Leviathan (2014)

Leviathan is chilling. It’s many things, of course — it’s beautiful, stunningly shot by director Andrey Zvyagintsev and cinematographer Mikhail Krichman; it’s grand and sweeping, ceilingless in theme and character; it’s relevant, despite criticism by the Russian government regarding an “unpatriotic” message. But most of all Leviathan is hauntingly realistic, defiant of many of the plot developments one might expect from such a film. Nominated for Best Foreign Language Film at this year’s Oscars (and arguably the frontrunner alongside Ida), Leviathan is also Russia’s first appearance at the Academy Awards in nearly a decade.

The plot stems from a land dispute between a corrupt town mayor and a family living by the seashore. After having been harassed by the mayor’s men, the short-fused patriarch Kolia brings in his friend Dmitri, now a lawyer in Moscow, to help fight the takeover. Dmitri digs up some dirt on the mayor that he thinks he can use — but in this tiny Northern town it seems everyone is dirty. Kolia’s life begins to unravel as he watches helplessly, and before long it’s not just his home that lies in jeopardy but his job, his wife, his son, his freedom.

There have been a few films of late either consciously or unconsciously structured around the Book of Job, the most recent being A Most Violent Year and the most straightforward (and still best) being the Coens’ A Serious Man back in 2009. Leviathan takes a great many cues from that biblical tale as well, casting Kolia in the central role and forcing him to grasp at his earthly possessions as they slide away. He even explicitly hears about Job from a local priest, glumly trying to connect the dots in between sips of vodka.
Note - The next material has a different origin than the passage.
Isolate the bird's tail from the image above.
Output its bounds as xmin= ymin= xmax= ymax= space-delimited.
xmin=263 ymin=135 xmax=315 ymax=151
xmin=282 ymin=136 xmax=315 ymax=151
But again, the stark tone of Leviathan is a thing to marvel. A Serious Man is probably the other end of the spectrum in Job-narratives, more of a lighthearted romp than an actual tragedy. Leviathan is a tragedy, through and through, and it’s a really dark tragedy to boot. We spend a lot of time in the kitchen area of the home in question, which plays stage to meals, laughs, arguments, shoving matches, late-night weeping, late-night drunkenness, and a kaleidoscope of other emotions from Kolia and his family. It’s a subtle but effective accomplishment from Zvyagintsev and Krichman, making this room such a focal point. A viewer likely wouldn’t realize their own familiarity with the kitchen, might not realize that they’ve somehow become attached to that house as if they’ve lived there as long as Kolia has — that is until the kitchen, along with the rest of the house, is ripped down into nothing by a crew of construction workers.

That’s one of the final things we see in Leviathan, but it’s the last vestige of Kolia’s life after the back half of the film tears everything else from him. Alexei Serebriakov is wonderful as Kolia, unable to control his anger at the mere thought of the mayor Vadim and likewise unable to control his own fate. The rest of the cast is phenomenal as well, and the film is written in such a way that even minor characters get their time to shine before the film concludes. That must be a deliberate approach from Zvyagintsev and co-writer Oleg Negin: everyone shines at least a little, even the alcoholic traffic cop that lives nearby, but at the end of Leviathan nothing shines. The waves crash on the shore, as they always have and always will, and the hulk of Kolia’s home now lies not far from the hulk of a long-dead whale washed in by those waves.

Few Job-narratives are as sickeningly realistic as this. Interestingly, I now have to clarify what I mean by realistic in the wake of a loud and angry resistance to Leviathan from Russian government and conservative groups (The New Yorker ran a piece about this today), who would posit that Leviathan is categorically unrealistic. So, no: I don’t mean realistic in the sense of this is what Russia must be like, and how awful. Zvyagintsev has defended the film by stating that Leviathan could be set anywhere, and that any social commentary specific to Russia is what a viewer might project onto it; not only is this more defense than should be needed, but it’s also part of what makes the movie so haunting in the first place. It’d be fatal to assume this couldn’t happen right here, right now, just as Kolia seems to believe in this kind of compounded horror happening to anyone but himself.

Leviathan is realistic, then, in narrative terms — we’ll leave the political stuff for more interested minds (Aaron Sorkin, get on it!). Ironically, the least realistic part is probably that scene where the local priest talks with Kolia about the Book of Job (“You’re him! Get it?”); aside from that, Leviathan is a dark and twisted tale set in a remote part of the world that seems disturbingly familiar.